I have a large number of pieces of data to process. The current code can be simplified as following:
public void ProcessData(string data) { string resultOfA = doCpuBoundWorkA(data); string resultOfS1 = sendToServiceS1(resultOfA); string resultOfB = doCpuBoundWorkB(resultOfS1); string resultOfS2 = sendToServiceS2(resultOfB); string resultOfC = doCpuBoundWorkC(resultOfS2); } The ProcessData is invoked using Parallel.ForEach. This implementation is not optimal from at least two perspectives. First of all the calls to the services are blocking so we are blocking threads while waiting for the call to return. Secondly Parallel.ForEach creates Tasks that are scheduled for execution on the thread pool. The Thread Pool creates additional threads every 500ms (if I'm not wrong on that) and because 'ProcessData' takes longer than 500ms to complete, over time, we end up with hundreds of threads that spend most of the time waiting for the services to comeback.
My naive idea for 'improvement' was this:
public async Task ProcessData(string data) { string resultOfA = doCpuBoundWorkA(data); string resultOfS1 = await sendToServiceS1Async(resultOfA); string resultOfB = doCpuBoundWorkB(resultOfS1); string resultOfS2 = await sendToServiceS2Async(resultOfB); string resultOfC = doCpuBoundWorkC(resultOfS2); } I'm new to async/await so I could be totally wrong in my understanding of what it is actually happening.

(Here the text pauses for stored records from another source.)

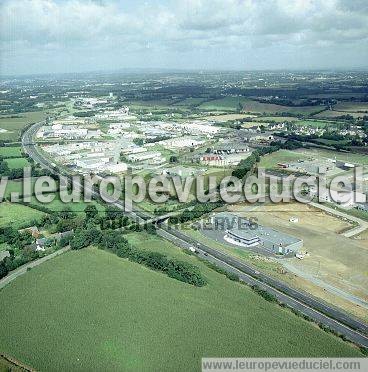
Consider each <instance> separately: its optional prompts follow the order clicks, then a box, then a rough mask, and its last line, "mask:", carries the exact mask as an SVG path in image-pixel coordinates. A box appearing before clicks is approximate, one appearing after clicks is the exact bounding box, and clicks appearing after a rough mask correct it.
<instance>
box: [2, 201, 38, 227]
mask: <svg viewBox="0 0 368 372" xmlns="http://www.w3.org/2000/svg"><path fill="white" fill-rule="evenodd" d="M44 214H45V213H43V212H40V211H38V210H36V209H33V208H30V207H27V206H24V205H21V204H15V203H9V202H2V203H0V227H4V226H7V225H11V226H13V227H15V228H20V227H21V226H23V225H24V224H26V223H27V222H31V221H32V220H38V219H40V218H41V217H42V216H43V215H44Z"/></svg>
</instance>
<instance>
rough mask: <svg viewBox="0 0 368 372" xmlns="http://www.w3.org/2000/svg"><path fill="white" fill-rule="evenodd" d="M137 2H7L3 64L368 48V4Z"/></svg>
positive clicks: (82, 0)
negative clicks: (159, 53)
mask: <svg viewBox="0 0 368 372" xmlns="http://www.w3.org/2000/svg"><path fill="white" fill-rule="evenodd" d="M130 1H131V3H129V2H128V3H126V2H119V1H92V0H65V1H61V0H5V1H2V3H1V5H0V7H1V9H0V14H1V16H0V17H1V19H0V21H1V25H0V52H1V55H2V56H5V57H0V58H1V64H2V65H6V63H7V62H6V60H5V59H6V58H7V57H9V56H11V57H12V58H16V57H17V55H18V58H21V57H22V56H24V55H36V54H37V53H38V54H43V55H46V54H47V53H52V52H54V53H55V52H59V53H60V56H61V55H62V53H64V54H68V53H69V54H73V53H77V52H79V53H80V54H81V55H83V54H86V53H91V51H94V52H95V53H96V55H98V54H99V53H100V54H102V53H108V54H111V55H113V54H117V53H118V52H119V53H140V51H143V50H144V51H147V50H149V51H151V53H163V52H165V53H180V52H186V53H187V52H192V53H193V54H195V53H196V52H197V51H199V50H200V51H206V50H208V51H213V50H219V49H223V48H225V49H228V50H233V51H237V52H240V51H243V52H244V53H249V52H250V51H252V50H253V51H254V50H256V49H260V48H269V49H270V51H271V49H272V48H274V47H278V48H284V49H285V50H286V49H288V48H290V47H294V48H296V49H295V50H300V49H301V48H303V47H305V48H310V50H312V49H318V48H326V47H328V48H331V49H332V48H335V47H336V48H338V47H341V46H342V45H345V44H349V48H350V47H351V46H352V45H356V48H357V49H356V53H358V52H359V50H358V48H360V50H361V51H362V50H363V48H365V47H366V46H367V40H368V6H367V2H366V0H361V1H360V0H355V1H349V0H324V1H319V0H295V1H293V2H291V1H289V0H177V1H174V0H171V1H170V0H166V1H160V0H156V1H154V2H149V3H146V2H143V1H139V0H136V1H135V0H130ZM129 5H130V6H129ZM280 50H281V49H280ZM45 58H46V57H45ZM81 58H82V57H81ZM101 60H102V58H101ZM173 67H175V66H173Z"/></svg>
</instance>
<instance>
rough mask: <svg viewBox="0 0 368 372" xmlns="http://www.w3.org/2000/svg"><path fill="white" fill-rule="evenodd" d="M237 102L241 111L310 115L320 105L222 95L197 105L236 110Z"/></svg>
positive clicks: (206, 107)
mask: <svg viewBox="0 0 368 372" xmlns="http://www.w3.org/2000/svg"><path fill="white" fill-rule="evenodd" d="M239 104H241V105H242V111H244V112H254V113H269V114H272V113H277V112H280V113H281V112H288V113H291V114H295V115H297V114H301V115H307V116H308V115H310V114H313V113H315V112H318V111H320V110H321V108H322V107H320V106H301V107H289V106H281V105H275V104H272V103H262V102H258V101H253V100H250V99H247V98H244V97H224V98H220V99H216V100H212V101H207V102H204V103H202V104H201V105H200V106H198V108H199V109H202V110H207V111H216V110H220V111H231V112H234V111H237V110H238V109H239Z"/></svg>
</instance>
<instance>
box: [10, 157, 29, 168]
mask: <svg viewBox="0 0 368 372" xmlns="http://www.w3.org/2000/svg"><path fill="white" fill-rule="evenodd" d="M6 163H7V164H8V167H9V168H10V169H18V168H23V167H27V166H30V165H31V164H30V163H29V162H28V160H27V159H26V158H14V159H6Z"/></svg>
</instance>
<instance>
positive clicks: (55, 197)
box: [31, 193, 105, 213]
mask: <svg viewBox="0 0 368 372" xmlns="http://www.w3.org/2000/svg"><path fill="white" fill-rule="evenodd" d="M31 204H32V205H38V206H43V207H46V208H48V209H51V210H52V211H53V212H60V211H63V210H66V209H70V210H71V211H73V212H75V213H84V209H85V208H86V206H87V205H89V204H93V205H95V206H96V208H97V209H98V210H99V212H103V211H104V210H105V208H104V207H103V206H102V205H101V204H100V203H97V202H96V201H91V202H90V203H89V202H84V201H83V200H81V201H79V202H75V203H74V202H70V203H63V202H62V200H61V199H60V197H59V195H58V193H57V194H55V198H54V200H53V201H52V202H51V203H41V202H40V201H38V200H37V198H36V196H32V199H31Z"/></svg>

With the async/await keywords the compiler breaks the code of the ProcessData it into multiple Tasks.
- Task-A: From the beginning of the ProcessData method up-to the point where call to The ServiceA "hits the wire".

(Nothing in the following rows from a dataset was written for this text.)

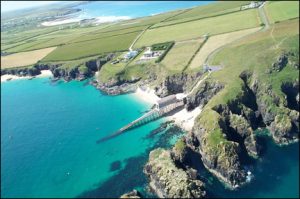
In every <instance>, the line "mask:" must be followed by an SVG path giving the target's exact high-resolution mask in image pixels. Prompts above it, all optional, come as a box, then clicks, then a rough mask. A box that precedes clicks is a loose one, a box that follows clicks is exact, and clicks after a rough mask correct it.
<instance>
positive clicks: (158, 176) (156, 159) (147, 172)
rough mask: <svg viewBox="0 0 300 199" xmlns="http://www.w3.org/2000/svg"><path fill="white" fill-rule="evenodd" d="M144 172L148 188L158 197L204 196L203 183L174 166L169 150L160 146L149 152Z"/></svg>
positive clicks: (181, 197) (197, 196)
mask: <svg viewBox="0 0 300 199" xmlns="http://www.w3.org/2000/svg"><path fill="white" fill-rule="evenodd" d="M144 172H145V173H146V175H147V176H148V177H149V179H150V188H151V189H152V190H153V191H154V192H155V193H156V194H157V196H158V197H160V198H204V197H205V196H206V192H205V190H204V184H203V183H202V182H201V181H200V180H198V179H196V178H192V177H191V176H189V175H188V173H187V172H186V171H184V170H183V169H181V168H178V167H176V165H175V163H174V161H173V160H172V158H171V152H170V151H168V150H164V149H161V148H158V149H155V150H153V151H151V152H150V156H149V161H148V163H147V164H146V165H145V168H144Z"/></svg>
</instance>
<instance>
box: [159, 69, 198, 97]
mask: <svg viewBox="0 0 300 199" xmlns="http://www.w3.org/2000/svg"><path fill="white" fill-rule="evenodd" d="M202 74H203V73H201V72H197V73H192V74H187V73H180V74H174V75H170V76H167V77H166V78H165V79H164V81H162V82H160V83H159V85H158V86H156V87H155V93H156V95H158V96H160V97H165V96H167V95H171V94H176V93H183V92H185V91H186V89H187V88H188V87H190V86H191V84H192V83H194V82H195V81H196V80H197V79H198V78H199V77H201V76H202Z"/></svg>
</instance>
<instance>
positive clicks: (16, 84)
mask: <svg viewBox="0 0 300 199" xmlns="http://www.w3.org/2000/svg"><path fill="white" fill-rule="evenodd" d="M150 107H151V104H146V103H143V102H141V101H139V100H138V99H136V98H134V97H133V96H132V95H121V96H113V97H112V96H106V95H103V94H101V92H99V91H98V90H96V89H95V88H94V87H92V86H90V85H86V82H76V81H71V82H69V83H64V82H59V83H55V84H52V83H51V82H50V81H49V79H45V78H44V79H38V78H36V79H33V80H30V81H29V80H15V81H11V82H6V83H1V197H99V196H102V197H119V196H120V195H121V194H122V193H124V192H127V191H130V190H132V189H133V188H136V189H139V190H140V191H141V192H142V193H143V194H144V195H145V196H147V197H150V196H151V195H149V193H147V192H146V190H145V186H146V183H147V179H146V177H145V176H144V174H143V172H142V170H143V165H144V164H145V163H146V161H147V159H148V154H149V152H150V151H151V150H152V149H154V148H156V147H166V148H169V147H171V145H172V144H174V143H175V141H176V140H177V139H178V138H179V137H181V136H182V132H181V131H180V130H179V129H176V128H169V129H168V130H167V131H163V132H160V133H158V134H155V135H151V131H152V130H154V129H156V128H158V127H159V125H160V124H161V123H162V122H164V120H163V119H160V120H157V121H154V122H151V123H149V124H147V125H144V126H141V127H139V128H136V129H133V130H131V131H128V132H127V133H125V134H123V135H120V136H118V137H115V138H113V139H111V140H108V141H106V142H103V143H100V144H96V141H97V140H98V139H99V138H102V137H104V136H106V135H109V134H110V133H113V132H114V131H115V130H117V129H118V128H120V127H122V126H123V125H125V124H126V123H127V122H130V121H131V120H133V119H135V118H137V117H139V116H140V115H142V113H143V112H144V111H146V110H148V109H149V108H150ZM261 139H262V141H263V143H264V145H265V151H264V154H263V156H262V158H260V159H259V160H257V161H255V162H254V164H253V165H251V166H249V169H250V170H251V171H252V173H253V174H254V175H255V178H254V180H253V181H252V183H251V184H249V185H246V186H245V187H243V188H241V189H240V190H238V191H234V192H233V191H229V190H227V189H225V188H224V186H223V185H222V184H221V183H220V182H219V181H218V180H217V179H216V178H214V177H213V176H212V175H211V174H210V173H209V172H207V170H205V169H204V168H203V165H201V161H198V162H199V165H198V166H199V169H200V175H201V178H202V179H203V181H204V182H205V183H206V184H207V189H208V192H209V193H210V194H211V195H212V196H217V197H235V198H238V197H298V196H299V188H298V187H299V158H298V157H299V143H296V144H292V145H290V146H284V147H279V146H277V145H275V144H274V143H273V142H272V141H271V139H270V138H269V137H266V136H262V137H261ZM196 161H197V160H196Z"/></svg>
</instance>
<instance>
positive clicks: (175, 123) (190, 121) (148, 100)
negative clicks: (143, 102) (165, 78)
mask: <svg viewBox="0 0 300 199" xmlns="http://www.w3.org/2000/svg"><path fill="white" fill-rule="evenodd" d="M133 95H135V96H136V97H138V98H139V99H141V100H144V101H146V102H148V103H151V104H155V103H156V102H157V100H159V99H161V98H160V97H158V96H157V95H155V92H154V90H153V89H150V88H147V89H146V90H143V89H141V88H138V89H137V90H136V92H135V93H134V94H133ZM200 113H201V108H200V107H197V108H195V109H194V110H193V111H190V112H188V111H187V110H186V109H183V110H181V111H179V112H177V113H175V114H173V115H171V116H167V117H165V118H166V119H167V120H174V121H175V124H177V125H178V126H180V127H181V128H183V129H184V130H186V131H191V130H192V128H193V126H194V121H195V119H196V117H197V116H198V115H199V114H200Z"/></svg>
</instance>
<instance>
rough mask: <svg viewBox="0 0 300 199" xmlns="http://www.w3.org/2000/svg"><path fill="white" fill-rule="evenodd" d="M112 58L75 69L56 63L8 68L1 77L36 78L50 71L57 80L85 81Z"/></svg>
mask: <svg viewBox="0 0 300 199" xmlns="http://www.w3.org/2000/svg"><path fill="white" fill-rule="evenodd" d="M110 58H111V56H110V55H108V56H106V57H102V58H98V59H93V60H89V61H87V62H85V63H83V64H82V65H80V66H79V65H78V66H73V67H62V64H55V63H47V64H42V63H37V64H35V65H33V66H31V67H24V68H7V69H3V70H1V75H5V74H11V75H17V76H35V75H39V74H41V70H50V71H51V72H52V74H53V77H54V78H55V79H59V78H63V79H64V80H66V81H70V80H72V79H76V80H84V79H86V78H89V77H92V76H93V75H94V74H95V72H96V71H98V70H99V69H100V68H101V67H102V65H104V64H105V63H106V62H107V61H109V60H110Z"/></svg>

- Task-B: From the moment when we pick up the results of call to the ServiceA up-to the point where call to The ServiceB "hits the wire".
- Task-C: From the moment when we pick up the results of call to the ServiceB up-to the end of the ProcessData method.
As a result instead of having a single "processing unit of work" we have three, where each piece is scheduled for execution based on its positions in the scheduler's queue.
The problem is that by the time Task-B (for the first piece of work) is put on the scheduler's queue I may have hundreds of Task-A, put there by Parallel.ForEach, and by the time Task-C (for the first piece of work) is placed on the scheduler's queue the situation will be even worse.
I would like the data pass through as fast as possible, so I need to be able to prioritize Task-C over Task-B over Task-A. What will be the best way to achieve this?
INotifyCompletion, SynchronizationContext come to mind, but it seems to be the "dark corners" of the async/await. ParallelExtensionsExtras has ReprioritizableTaskScheduler and QueuedTaskScheduler with priority queues, but how do I tell async/await to use the desired scheduler?
John Skeet talks about this problem in his blog: https://codeblog.jonskeet.uk/2010/11/02/configuring-waiting/